Quatre initiatives changeraient dynamiquement la donne. La première, formulée par France Stratégie, serait de rééquilibrer le bilan de l’Etat en lui accordant un droit de propriété partiel sur les sols de l’immobilier résidentiel et de desserrer ainsi le carcan de l’endettement public. La seconde serait de modifier en profondeur le mandat de la BCE afin que le pilotage de la masse monétaire serve d’autres objectifs que la seule stabilité des prix et que la masse monétaire du quantitative easing soit canalisée vers la transition écologique. La troisième serait de sortir de la dépendance fonctionnelle des banques européennes au dollar qui constitue une formidable courroie de transmission avec l’innovation financière, ce doux euphémisme qui masque une mobilisation absurde des intelligences pour une cause finale de cupidité ; incidemment, l’Europe recouvrerait la souveraineté qu’elle a abdiqué au gouvernement fédéral américain comme la piteuse retraite d’Iran vient de le rappeler. La quatrième initiative consiste à aligner les normes comptables sur les objectifs des Accords de Paris. Il est admis qu’une condition sine qua non de leur réussite est que 90% des réserves d’énergies fossiles (3000 gigatonnes de CO² en perspective !) restent là où elles sont. En toute logique la comptabilité doit annuler la valeur correspondante portée au bilan des entreprises énergétiques.

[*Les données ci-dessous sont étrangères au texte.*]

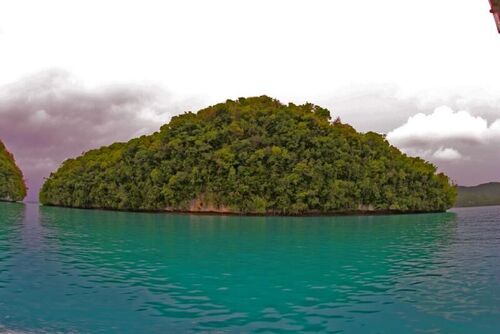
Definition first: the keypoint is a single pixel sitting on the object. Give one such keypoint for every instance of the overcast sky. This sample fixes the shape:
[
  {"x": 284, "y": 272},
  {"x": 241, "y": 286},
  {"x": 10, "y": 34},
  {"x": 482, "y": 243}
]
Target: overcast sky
[{"x": 75, "y": 75}]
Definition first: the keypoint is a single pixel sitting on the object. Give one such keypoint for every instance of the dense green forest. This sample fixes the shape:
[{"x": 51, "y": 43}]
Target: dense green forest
[
  {"x": 253, "y": 155},
  {"x": 481, "y": 195},
  {"x": 12, "y": 187}
]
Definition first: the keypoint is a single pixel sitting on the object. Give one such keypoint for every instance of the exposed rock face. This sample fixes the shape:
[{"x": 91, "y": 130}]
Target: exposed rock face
[
  {"x": 252, "y": 156},
  {"x": 12, "y": 186}
]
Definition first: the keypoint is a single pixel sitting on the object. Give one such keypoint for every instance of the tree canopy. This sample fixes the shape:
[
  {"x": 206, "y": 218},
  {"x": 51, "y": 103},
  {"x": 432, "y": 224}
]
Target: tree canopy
[
  {"x": 12, "y": 187},
  {"x": 252, "y": 155}
]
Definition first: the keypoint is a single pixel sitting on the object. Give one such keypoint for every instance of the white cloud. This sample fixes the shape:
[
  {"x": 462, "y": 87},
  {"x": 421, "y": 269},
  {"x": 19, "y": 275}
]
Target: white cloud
[
  {"x": 447, "y": 154},
  {"x": 461, "y": 144},
  {"x": 444, "y": 126}
]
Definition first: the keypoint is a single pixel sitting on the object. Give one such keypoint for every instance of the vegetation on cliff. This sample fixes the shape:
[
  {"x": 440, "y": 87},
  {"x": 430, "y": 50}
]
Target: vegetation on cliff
[
  {"x": 12, "y": 187},
  {"x": 480, "y": 195},
  {"x": 253, "y": 155}
]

Chacune de ces décisions ouvrira un champ d’instabilité au sens de la physique : une génération de transformations. Elles seront combattues, appelées absurdes et contraires au sens commun, mais elles diffèrent du système d’expédients dans lequel nous sommes engagés. Toutes consistent à faire de la politique au sens fort et à suivre la seule voie possible : gagner dans la mondialisation par la recherche d’une compétitivité écologique et citoyenne. Les élites françaises ont été suivistes dans le développement du capitalisme financier, justifiant avec zèle les excès qu’elles ne savaient réguler. Leurs concitoyens demandent de rectifier le tir et de les faire gagner en imposant nos propres normes : on peut être plus disant, aussi, vers le haut !
Il y a deux siècles La Nouvelle Héloïse de Jean-Jacques Rousseau déclenchait un torrent d’enthousiasme et d’éditions. Un roman d’amour cristallisait les aspirations de la société à l’authenticité et l’épanouissement personnel, le bonheur devenait une idée neuve et exigerait bientôt un nouveau Contrat Social. La résignation douce et dépressive des personnages de Michel Houellebecq fait aujourd’hui le succès des éditeurs. Comme tous les grands auteurs, ses personnages de papier nous tendent un miroir, nous y contemplons béats la profondeur de l’impasse de notre situation historique. La vague d’événements que nous connaissons annonce de profonds changements. Un grand débat national aidera à décider de nos réponses. Il sera temps de dire que le malheur n’est pas toujours une idée neuve !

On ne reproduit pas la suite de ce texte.